The tiny Chinese population, concentrated in the Delta, are mainly descendants of farm laborers who arrived in California around 1870.
The Chinese could not adapt easily to the Mississippi plantation system, and the majority of them became small-scale merchants.
Many Southeast Asian immigrants of the latter half of the 20th century were attracted by the state’s fishing industry.
A large part of the Native American population lives in the state’s central region. It is home to the only state-wide established Native American group, the Mississippi Band of Choctaw Indians. It has reservations in the area of Jackson.
Sundown towns in Mississippi in 2021
In his book, Sundown Towns: A Secret Dimension of American Racism, James W. Loewen, an ex-sociology instructor of the University of Vermont, remarked that “sundown town” is a term used to describe a town or neighborhood dominated by whites and deliberately created by eliminating ethnic minorities.
It would be wonderful to say that things have improved in Mississippi for minorities, but that simply isn’t the unvarnished truth. The mere existence of sundown towns proves that.
Here is a list of confirmed sundown towns in Mississippi today: Baxterville, Belmont, Burnsville, Clinton, d’Iberville, General, It, Mize, Mound Bayou, New Africa, Pearl, Renova, Southaven, Winstonville.
In her memoir, I Know Why the Caged Bird Sings, poet Maya Angelou uses the line, “Don’t let the sun set on you here, nigger, Mississippi,” to describe the state.
The same message (“Don’t let the sun set on you here, nigger, Mississippi”) could be seen on signs posted at the borders of sundown towns and made it clear that blacks were not welcome and could be killed if they attempted to challenge the rules.
Mississippi, on a brighter note
Let’s not end this article on a dark note. Here are some fascinating facts about Mississippi.
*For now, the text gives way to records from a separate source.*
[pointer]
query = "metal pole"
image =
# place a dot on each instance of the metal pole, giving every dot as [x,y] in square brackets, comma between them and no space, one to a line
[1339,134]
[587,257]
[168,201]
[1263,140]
Mississippi and the American revolution
An Irish merchant, Oliver Pollock, who lived in New Orleans when it was controlled by the Spanish, helped fund the American Revolution with part of his fortune and is widely acknowledged to have helped establish the symbol of the dollar in 1778.
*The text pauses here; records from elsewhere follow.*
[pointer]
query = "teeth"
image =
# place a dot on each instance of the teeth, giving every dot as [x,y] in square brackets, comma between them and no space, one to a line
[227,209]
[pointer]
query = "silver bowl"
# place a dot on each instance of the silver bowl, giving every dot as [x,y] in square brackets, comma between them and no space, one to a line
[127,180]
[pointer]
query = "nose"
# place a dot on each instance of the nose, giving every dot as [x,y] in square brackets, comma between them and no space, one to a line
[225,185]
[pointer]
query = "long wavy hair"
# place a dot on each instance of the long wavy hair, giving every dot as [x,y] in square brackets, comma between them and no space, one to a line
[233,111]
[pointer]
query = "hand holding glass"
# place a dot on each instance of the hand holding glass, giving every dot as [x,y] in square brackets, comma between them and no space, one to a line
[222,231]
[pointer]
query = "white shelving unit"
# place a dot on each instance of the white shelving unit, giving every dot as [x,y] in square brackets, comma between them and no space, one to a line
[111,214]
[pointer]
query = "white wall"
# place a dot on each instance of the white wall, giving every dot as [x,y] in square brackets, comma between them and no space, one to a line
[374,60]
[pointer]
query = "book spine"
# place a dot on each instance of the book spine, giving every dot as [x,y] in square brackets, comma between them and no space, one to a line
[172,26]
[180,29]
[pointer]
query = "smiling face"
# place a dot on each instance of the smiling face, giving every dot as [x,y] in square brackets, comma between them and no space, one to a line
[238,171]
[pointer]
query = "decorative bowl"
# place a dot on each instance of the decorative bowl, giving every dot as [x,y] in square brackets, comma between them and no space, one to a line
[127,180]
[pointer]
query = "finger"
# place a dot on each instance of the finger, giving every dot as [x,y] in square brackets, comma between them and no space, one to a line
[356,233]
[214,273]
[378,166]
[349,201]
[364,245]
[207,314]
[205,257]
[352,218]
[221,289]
Mississippi sings the Blues
The Blues musical style sprang up after the Civil War in and around the Mississippi Delta.
Based on the songs sung by slaves who worked in the fields and by African spirituals, the Blues provided a way out of oppression and a way of expression for a lot of African Americans.
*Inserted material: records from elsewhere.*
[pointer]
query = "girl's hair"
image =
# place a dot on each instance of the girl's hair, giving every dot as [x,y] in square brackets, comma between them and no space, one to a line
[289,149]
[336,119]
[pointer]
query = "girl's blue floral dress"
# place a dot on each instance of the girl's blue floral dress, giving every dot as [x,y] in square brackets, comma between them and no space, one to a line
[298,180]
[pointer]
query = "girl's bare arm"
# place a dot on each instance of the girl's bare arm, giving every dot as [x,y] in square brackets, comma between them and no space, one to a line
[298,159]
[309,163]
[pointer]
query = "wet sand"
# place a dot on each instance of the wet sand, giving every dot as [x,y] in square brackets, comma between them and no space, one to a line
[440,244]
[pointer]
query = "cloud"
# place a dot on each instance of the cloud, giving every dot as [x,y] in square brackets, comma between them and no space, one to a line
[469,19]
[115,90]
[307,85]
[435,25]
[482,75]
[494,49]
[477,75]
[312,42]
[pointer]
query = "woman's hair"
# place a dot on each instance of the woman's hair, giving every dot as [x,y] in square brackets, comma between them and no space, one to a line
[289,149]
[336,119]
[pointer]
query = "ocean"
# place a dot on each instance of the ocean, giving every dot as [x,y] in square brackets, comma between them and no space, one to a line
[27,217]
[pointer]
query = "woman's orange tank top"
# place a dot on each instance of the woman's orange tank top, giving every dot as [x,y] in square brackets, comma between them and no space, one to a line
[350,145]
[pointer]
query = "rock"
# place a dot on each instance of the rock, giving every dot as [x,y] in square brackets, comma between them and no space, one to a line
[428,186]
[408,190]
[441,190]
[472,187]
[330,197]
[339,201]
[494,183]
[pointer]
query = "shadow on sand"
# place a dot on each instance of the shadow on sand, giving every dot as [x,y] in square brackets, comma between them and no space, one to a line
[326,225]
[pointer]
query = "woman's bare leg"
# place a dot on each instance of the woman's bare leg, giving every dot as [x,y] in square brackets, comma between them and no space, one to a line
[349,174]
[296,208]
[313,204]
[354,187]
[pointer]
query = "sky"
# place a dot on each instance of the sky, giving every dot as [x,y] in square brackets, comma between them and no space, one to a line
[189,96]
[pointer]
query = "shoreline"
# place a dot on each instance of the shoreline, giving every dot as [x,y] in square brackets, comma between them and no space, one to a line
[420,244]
Mississippi and the Teddy Bear
In 1902, President Theodore Roosevelt, accompanied on a hunting trip by Governor Andrew Longino, declined to shoot a bear tied to a tree to make an easy target.
Afterward, a satirical sketch of the incident was released, prompting a Brooklyn confectionery shop proprietor to design “Teddy’s Bear” – from which we get our modern “Teddy bear.”
Mississippi and medical innovation
Dr. James D. Hardy performed the first human lung transplant in Jackson’s University of Mississippi Medical Center on the 11th of June 1963.
On the 23rd of January 1964, he inserted a chimp’s heart into a dying patient, thus performing the first-ever heart transplant in the world.
Mississippi produces around 60% of the nation’s farm-raised catfish.